Para entender su protesta, es necesario remontarse a los inicios de la profesión. Antes de tener una titulación de FP, en las ambulancias se montaba gente con titulaciones varias e, incluso, sin titulación al uso. Eran meros chóferes con cursos de primeros auxilios. Poco a poco, fueron naciendo formaciones más asentadas, como el Técnico de Emergencias Médicas. Eso sí, todo controlado por un conglomerado de empresas privadas que manejaban el empleo.

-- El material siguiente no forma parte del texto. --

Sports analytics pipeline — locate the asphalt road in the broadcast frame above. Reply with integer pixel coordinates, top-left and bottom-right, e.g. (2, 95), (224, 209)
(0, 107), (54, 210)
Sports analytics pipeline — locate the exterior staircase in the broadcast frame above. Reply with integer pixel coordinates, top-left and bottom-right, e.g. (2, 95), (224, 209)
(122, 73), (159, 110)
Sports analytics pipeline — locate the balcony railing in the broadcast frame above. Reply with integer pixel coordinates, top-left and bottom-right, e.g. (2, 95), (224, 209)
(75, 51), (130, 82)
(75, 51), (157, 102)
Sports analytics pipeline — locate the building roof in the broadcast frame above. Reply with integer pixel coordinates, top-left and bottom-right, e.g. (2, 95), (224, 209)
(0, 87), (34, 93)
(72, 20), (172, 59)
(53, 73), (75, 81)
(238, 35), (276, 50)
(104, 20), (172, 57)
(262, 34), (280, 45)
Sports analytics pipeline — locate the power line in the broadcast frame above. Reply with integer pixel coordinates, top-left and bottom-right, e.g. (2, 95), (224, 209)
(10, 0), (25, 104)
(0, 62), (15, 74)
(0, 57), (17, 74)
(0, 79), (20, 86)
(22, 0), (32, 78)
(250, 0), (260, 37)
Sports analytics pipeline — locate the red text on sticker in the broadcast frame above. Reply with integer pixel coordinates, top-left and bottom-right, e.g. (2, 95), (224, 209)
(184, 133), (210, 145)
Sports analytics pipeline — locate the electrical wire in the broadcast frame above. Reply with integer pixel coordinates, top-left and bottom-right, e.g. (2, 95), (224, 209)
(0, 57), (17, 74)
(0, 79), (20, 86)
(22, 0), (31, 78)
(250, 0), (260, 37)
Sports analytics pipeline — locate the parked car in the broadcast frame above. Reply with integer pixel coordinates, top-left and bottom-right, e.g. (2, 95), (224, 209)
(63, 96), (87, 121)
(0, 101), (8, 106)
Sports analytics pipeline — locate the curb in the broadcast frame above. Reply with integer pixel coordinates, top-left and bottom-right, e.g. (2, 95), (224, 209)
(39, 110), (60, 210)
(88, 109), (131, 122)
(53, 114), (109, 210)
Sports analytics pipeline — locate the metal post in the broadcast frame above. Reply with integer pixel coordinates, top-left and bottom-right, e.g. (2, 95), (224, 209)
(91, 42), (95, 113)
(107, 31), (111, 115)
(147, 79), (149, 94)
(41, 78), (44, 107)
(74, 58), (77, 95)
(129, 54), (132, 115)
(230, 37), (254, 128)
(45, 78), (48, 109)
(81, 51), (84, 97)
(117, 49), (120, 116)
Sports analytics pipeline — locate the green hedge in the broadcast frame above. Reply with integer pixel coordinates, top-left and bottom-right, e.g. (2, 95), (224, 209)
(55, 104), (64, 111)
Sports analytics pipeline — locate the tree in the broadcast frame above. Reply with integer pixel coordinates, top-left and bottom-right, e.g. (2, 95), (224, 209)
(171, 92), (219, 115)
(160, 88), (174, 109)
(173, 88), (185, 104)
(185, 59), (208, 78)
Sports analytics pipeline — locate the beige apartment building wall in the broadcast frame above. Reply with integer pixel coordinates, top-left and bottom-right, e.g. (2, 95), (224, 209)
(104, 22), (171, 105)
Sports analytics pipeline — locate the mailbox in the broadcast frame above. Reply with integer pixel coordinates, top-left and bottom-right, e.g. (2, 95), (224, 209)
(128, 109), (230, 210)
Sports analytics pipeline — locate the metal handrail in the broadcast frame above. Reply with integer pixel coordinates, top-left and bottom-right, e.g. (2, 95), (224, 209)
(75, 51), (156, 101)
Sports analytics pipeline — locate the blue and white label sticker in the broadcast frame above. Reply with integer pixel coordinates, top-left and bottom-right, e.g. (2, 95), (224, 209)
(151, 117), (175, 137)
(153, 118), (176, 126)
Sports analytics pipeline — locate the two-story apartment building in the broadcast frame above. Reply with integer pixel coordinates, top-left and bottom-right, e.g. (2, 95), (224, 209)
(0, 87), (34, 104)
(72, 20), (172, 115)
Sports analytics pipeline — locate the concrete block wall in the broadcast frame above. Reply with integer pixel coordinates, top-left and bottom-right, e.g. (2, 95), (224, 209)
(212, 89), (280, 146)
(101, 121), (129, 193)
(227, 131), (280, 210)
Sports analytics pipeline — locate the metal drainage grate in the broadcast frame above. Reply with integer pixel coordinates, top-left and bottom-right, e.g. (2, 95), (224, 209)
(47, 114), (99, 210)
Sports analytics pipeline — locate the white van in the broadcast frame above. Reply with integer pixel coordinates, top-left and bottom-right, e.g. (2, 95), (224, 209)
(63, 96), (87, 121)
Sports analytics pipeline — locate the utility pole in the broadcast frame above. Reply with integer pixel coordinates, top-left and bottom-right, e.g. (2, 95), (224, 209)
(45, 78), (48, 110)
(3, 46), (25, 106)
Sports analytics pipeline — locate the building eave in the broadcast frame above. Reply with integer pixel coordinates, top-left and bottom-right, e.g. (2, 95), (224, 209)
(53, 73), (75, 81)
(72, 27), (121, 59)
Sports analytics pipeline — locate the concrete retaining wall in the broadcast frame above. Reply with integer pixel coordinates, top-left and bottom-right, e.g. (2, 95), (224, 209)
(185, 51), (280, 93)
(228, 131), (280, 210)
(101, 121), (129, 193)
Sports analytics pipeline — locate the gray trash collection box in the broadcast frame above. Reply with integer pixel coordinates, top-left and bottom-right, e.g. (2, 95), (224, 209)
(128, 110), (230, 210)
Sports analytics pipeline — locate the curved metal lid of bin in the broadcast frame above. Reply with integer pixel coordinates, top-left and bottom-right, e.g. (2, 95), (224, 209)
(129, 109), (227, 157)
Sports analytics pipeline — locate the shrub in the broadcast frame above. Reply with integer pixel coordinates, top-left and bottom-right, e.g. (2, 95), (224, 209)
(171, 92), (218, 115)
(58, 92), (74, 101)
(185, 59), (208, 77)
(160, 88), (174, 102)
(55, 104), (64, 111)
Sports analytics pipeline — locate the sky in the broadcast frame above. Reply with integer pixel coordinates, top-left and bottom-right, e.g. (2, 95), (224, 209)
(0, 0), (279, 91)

Cuando un puesto de trabajo depende de una formación que te da la misma empresa que te contrata, se genera un bucle donde la empresa se hace grande y el trabajador, pequeño. Todo con el imparable apoyo de las administraciones. Y si encima tienes un político de turno capaz de meterse en el negocio de las ambulancias, para la empresa todo va sobre ruedas y nunca mejor dicho.

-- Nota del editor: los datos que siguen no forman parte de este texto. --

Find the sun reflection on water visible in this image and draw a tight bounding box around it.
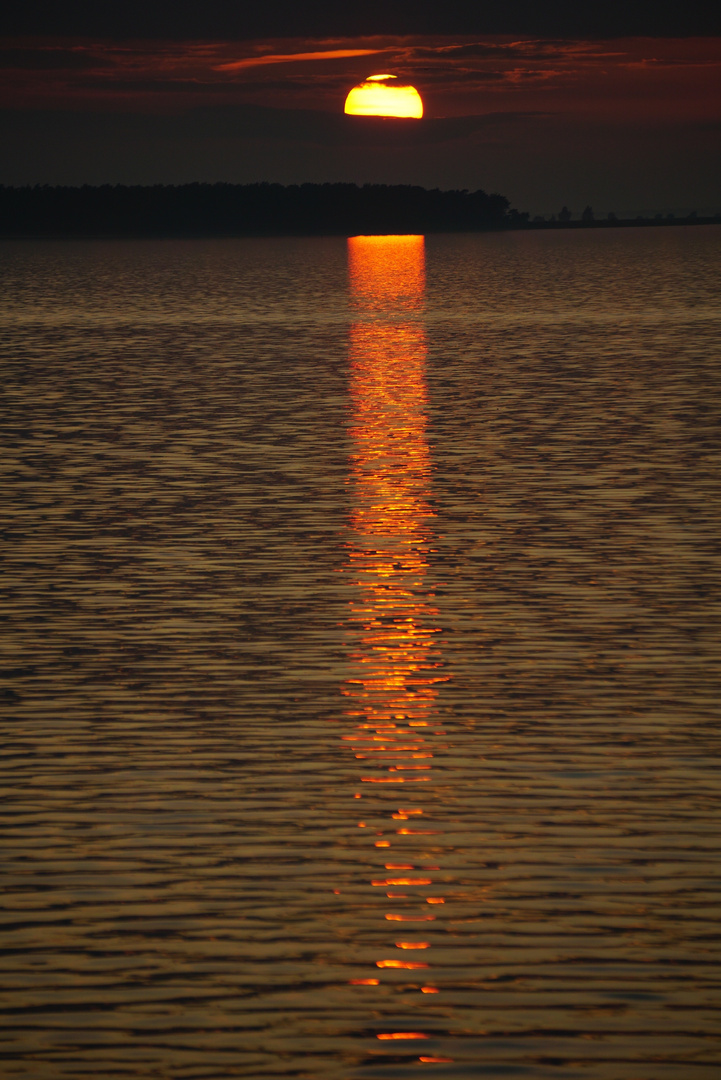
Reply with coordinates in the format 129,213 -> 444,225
344,234 -> 444,731
342,235 -> 450,1054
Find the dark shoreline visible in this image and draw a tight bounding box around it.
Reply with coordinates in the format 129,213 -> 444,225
0,182 -> 718,238
2,221 -> 718,241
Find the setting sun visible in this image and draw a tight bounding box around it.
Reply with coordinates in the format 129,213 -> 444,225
344,74 -> 423,118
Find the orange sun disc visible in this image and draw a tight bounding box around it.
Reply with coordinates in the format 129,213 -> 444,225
345,74 -> 423,119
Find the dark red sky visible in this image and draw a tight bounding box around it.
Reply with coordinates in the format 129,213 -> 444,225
1,3 -> 719,214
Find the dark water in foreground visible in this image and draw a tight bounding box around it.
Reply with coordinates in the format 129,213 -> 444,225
2,228 -> 720,1079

Ya es casualidad que estos empleos considerados de tercera por los gestores de las administraciones, siempre tengan un pirata malo al frente. Así como decía Espronceda, "y va el capitán pirata, cantando alegre en la popa", la Junta de Castilla y León ejerce de pirata, porque ignora el problema que existe cuando unos trabajadores tienen condiciones laborales que lindan con la explotación laboral mientras alguien llena su bolsillo.

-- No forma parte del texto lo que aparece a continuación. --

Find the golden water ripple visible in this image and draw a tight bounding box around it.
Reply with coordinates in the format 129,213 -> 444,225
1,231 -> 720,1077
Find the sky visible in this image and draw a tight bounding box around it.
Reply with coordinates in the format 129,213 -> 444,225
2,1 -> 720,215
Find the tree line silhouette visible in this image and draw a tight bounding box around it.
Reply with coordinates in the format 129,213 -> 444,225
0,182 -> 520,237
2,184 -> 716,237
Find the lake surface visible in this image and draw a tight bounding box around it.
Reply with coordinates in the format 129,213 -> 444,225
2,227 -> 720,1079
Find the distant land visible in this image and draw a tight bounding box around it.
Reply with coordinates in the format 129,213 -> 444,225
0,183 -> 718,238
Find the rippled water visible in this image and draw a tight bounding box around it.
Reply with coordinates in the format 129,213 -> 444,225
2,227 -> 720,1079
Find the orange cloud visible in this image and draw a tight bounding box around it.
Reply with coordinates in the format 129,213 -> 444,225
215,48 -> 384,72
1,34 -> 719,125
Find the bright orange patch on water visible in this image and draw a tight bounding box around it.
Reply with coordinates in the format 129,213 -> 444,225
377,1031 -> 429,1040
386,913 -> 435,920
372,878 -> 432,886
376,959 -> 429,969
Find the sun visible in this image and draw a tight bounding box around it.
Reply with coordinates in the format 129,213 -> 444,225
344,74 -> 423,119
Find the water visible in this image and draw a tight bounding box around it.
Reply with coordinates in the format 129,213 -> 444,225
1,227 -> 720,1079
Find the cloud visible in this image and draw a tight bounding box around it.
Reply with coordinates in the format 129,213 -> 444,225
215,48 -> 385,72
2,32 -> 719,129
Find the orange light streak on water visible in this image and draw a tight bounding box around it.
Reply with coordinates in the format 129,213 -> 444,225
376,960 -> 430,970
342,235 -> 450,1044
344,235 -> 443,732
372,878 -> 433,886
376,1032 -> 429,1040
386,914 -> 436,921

En esta ocasión eran tantos los que protestaban que no ha habido opción a enviar un par de patrullas para disuadir. Además, cubrieron sus expectativas al máximo con bengalas, tomates, pancartas y gritos, fruto no de la frustración sino del enfado. Porque frustrado está quien no le gusta su trabajo. A ellos les gusta, les encanta y quieren mejorar la calidad asistencial que prestan. Sin embargo, no se puede obligar a mejorar a alguien a quien ni siquiera le remuneran todo su trabajo.
El 1 de enero se pusieron en marcha tres helicópteros sanitarios nuevos, así que la excusa económica ya no cuela para los TES. Bien es sabido que el coste-operatividad de un helicóptero es infinitamente superior al de cualquier recurso terrestre. Sin embargo, a día de hoy solo se ha contemplado aumentar ambulancias con el objetivo de que el teletaxi al hospital sea condescendiente con el ciudadano, en vez de buscar soluciones reales a las demandas que entran al 112.
Por desgracia, Castilla y León no contempla pasar a una gestión pública a los TES por el momento. En condición similar se encuentran los operadores del 112 y los gestores de recursos sanitarios del Centro Coordinador de Urgencias. No es de extrañar que los políticos miren a otro lado cuando los objetivos sanitarios se marcan en vista a las elecciones, por ejemplo, aumentar los helicópteros disparando el gasto justo el año de comicios.
Al final, el ciudadano, no sabe qué es lo que sucede salvo que quiera poner interés específico. Y por si fuera poco, se hacen honores a empresas por "crear empleo" cuando solamente son concesionarias de servicios públicos.